The image of the public library is constantly changing, and their online services continue to grow. Usage of the library's home page grew by 17% during the past 12 months. It has been estimated that the current average length of a visit to the library's homepage is approximately 20 minutes. The library wants to take a sample to statistically estimate this mean. How large will the sample need to be to estimate the mean within 0.22 of 1 standard deviation with 0.9 confidence? (Round you answer up to the nearest whole number.)

To determine the sample size needed to estimate the mean within 0.22 of 1 standard deviation with 0.9 confidence, you can use the formula for the required sample size, which is:

n = (Z * σ / E)^2

Where:
n = sample size
Z = Z-score corresponding to the desired confidence level (0.9), which can be looked up from the standard normal distribution table. For a 0.9 confidence level, the corresponding Z-score is approximately 1.645.
σ = standard deviation of the population (unknown in this case, so we will use a conservative estimate)
E = maximum error (0.22 of 1 standard deviation)

Since the standard deviation of the population is unknown, we need to estimate it. Therefore, we can use a conservative estimate of 0.5 (which is typically larger than the actual standard deviation) to ensure a larger sample size, making the estimate more reliable.

Plugging in the values into the formula:

n = (1.645 * 0.5 / 0.22)^2

n ≈ (0.8225 / 0.22)^2

n ≈ 3.74^2

n ≈ 13.99

Rounding up to the nearest whole number:

n ≈ 14

Hence, the sample size needed to estimate the mean within 0.22 of 1 standard deviation with 0.9 confidence is 14.

To find the sample size needed to estimate the mean within a certain range with a desired level of confidence, we can use the formula:

n = (Z * σ / E)²

Where:
n = sample size
Z = Z-score corresponding to the desired confidence level (in this case, 0.9)
σ = standard deviation
E = margin of error (0.22 standard deviations in this case)

To calculate the sample size, we need to determine the standard deviation (σ). Given that the length of a visit to the library's homepage has not been provided, we cannot directly calculate the standard deviation. However, we can use the current estimate of the mean visit length to estimate the standard deviation.

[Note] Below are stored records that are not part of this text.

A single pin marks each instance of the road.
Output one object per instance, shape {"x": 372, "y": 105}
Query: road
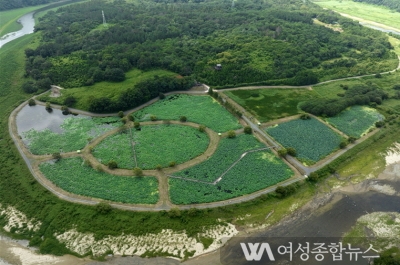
{"x": 299, "y": 166}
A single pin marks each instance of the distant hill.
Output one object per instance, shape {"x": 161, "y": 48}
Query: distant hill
{"x": 392, "y": 4}
{"x": 7, "y": 4}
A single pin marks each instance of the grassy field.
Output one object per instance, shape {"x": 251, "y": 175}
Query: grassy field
{"x": 312, "y": 139}
{"x": 254, "y": 172}
{"x": 154, "y": 145}
{"x": 75, "y": 177}
{"x": 77, "y": 132}
{"x": 356, "y": 121}
{"x": 271, "y": 104}
{"x": 228, "y": 152}
{"x": 199, "y": 109}
{"x": 375, "y": 13}
{"x": 104, "y": 89}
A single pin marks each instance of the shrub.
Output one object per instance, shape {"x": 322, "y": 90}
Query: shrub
{"x": 56, "y": 156}
{"x": 248, "y": 130}
{"x": 112, "y": 164}
{"x": 202, "y": 128}
{"x": 291, "y": 151}
{"x": 282, "y": 152}
{"x": 137, "y": 172}
{"x": 231, "y": 134}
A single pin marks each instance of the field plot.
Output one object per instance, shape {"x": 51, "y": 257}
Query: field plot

Since the average visit length is approximately 20 minutes, we can assume that the data follows a normal distribution. To estimate the standard deviation, we can use the formula:

σ ≈ σ = range / 4

Where range is the difference between the maximum and minimum values of the data. However, since we don't have the range, we can use a conservative estimate of the range based on the given data.

Let's assume the maximum possible visit length is 60 minutes and the minimum possible visit length is 0 minutes. Therefore, the estimated range is 60 - 0 = 60 minutes.

Using this estimated range, we can calculate the estimated standard deviation:

σ ≈ σ = 60 / 4 = 15 minutes

Now that we have an estimate for the standard deviation, we can proceed to calculate the sample size:

n = (Z * σ / E)²
n = (Z * 15 / (0.22 * 15))²

Next, we need to find the Z-score corresponding to a confidence level of 0.9. We can use a Z-table or a calculator to find this value. The Z-score for a 0.9 confidence level is approximately 1.645.

Using this value, we can calculate the sample size:

n = (1.645 * 15 / (0.22 * 15))²
n = (1.645 / 0.22)²
n ≈ 56.01

Finally, rounding up to the nearest whole number:

n ≈ 57

Therefore, the sample size needed to estimate the mean within 0.22 of 1 standard deviation with 0.9 confidence is 57.